RICHMOND, Va. (CN) - A nonprofit group challenged the constitutionality of a Virginia law that allows only candidates, state officials and political parties access to voter history records. The KnowCampaign says that after it obtained voter records from a "third party," the state Board of Elections threatened it with a criminal investigation.
The KnowCampaign says it got the records to use in a statewide mailing campaign to increase turnout in the state's 2009 general election. But the threat of prosecution from the defendant Board of Elections forced it to abort the campaign after it had spent thousands of dollars for printing.
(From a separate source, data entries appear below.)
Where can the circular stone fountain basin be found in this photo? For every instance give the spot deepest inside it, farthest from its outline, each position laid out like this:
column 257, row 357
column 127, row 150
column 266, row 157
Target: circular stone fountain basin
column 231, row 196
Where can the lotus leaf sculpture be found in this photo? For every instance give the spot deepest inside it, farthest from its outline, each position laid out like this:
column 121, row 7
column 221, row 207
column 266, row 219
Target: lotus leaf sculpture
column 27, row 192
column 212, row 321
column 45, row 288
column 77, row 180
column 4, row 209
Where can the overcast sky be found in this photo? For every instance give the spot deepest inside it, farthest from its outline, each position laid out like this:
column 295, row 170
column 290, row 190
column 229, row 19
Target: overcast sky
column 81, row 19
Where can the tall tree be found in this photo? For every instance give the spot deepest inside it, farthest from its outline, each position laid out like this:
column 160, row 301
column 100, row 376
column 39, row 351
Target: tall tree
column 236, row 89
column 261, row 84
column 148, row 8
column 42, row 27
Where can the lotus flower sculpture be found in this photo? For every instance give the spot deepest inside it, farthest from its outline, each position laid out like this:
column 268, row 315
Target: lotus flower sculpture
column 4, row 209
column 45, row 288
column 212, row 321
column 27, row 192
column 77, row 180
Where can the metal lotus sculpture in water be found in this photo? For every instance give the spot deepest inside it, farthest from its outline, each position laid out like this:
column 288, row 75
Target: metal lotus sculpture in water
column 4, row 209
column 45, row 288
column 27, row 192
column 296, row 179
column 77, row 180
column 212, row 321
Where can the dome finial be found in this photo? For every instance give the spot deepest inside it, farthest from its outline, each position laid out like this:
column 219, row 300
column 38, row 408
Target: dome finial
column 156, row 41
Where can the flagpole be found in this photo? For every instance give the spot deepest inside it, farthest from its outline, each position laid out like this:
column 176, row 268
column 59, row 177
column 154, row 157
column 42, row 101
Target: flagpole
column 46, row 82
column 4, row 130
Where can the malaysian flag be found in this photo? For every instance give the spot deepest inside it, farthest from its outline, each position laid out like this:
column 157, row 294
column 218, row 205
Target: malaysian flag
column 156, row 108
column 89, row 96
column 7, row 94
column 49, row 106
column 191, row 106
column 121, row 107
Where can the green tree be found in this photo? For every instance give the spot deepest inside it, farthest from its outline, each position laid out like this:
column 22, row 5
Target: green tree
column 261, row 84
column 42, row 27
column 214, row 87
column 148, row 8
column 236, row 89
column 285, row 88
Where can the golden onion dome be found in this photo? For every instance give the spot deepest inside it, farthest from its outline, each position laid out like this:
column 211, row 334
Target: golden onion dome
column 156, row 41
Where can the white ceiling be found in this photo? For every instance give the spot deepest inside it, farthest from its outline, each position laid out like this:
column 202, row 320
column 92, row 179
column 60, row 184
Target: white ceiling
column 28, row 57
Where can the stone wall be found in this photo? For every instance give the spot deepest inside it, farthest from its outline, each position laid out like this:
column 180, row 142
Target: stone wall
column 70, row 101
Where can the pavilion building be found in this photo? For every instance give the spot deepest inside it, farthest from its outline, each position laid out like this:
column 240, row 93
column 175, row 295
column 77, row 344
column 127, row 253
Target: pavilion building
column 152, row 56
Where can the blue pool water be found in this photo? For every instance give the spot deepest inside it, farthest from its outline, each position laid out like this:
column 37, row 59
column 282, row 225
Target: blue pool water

The group claims in Richmond City Circuit Court that the elections board discriminates by not allowing it and other organizations to use the voting records for electoral purposes.
The KnowCampaign claims it intended to use the information only for "campaign and political purposes," and the fact that the state makes the information available to candidates, officials and party chairmen violates the Equal Protection Clause of the 14th Amendment.
The voter history records indicate only who voted - not how they voted, the group says.
The KnowCampaign wanted to contact 350,000 random Virginia voters with pamphlets asking whether they or their neighbors had voted in past elections. The campaign was meant to boost voter participation.
The group says its plan was based on a Michigan study about how citizens can be persuaded to vote. That study claimed that voter history can be "extremely helpful in motivating voters to go to the polls."
The group wants an injunction forcing the Board of Elections to grant it and other organizations access to voter history records for electoral purposes. It also wants an injunction preventing the elections board from prosecuting or investigating it.
The KnowCampaign is represented by Anthony Troy with Troutman Sanders.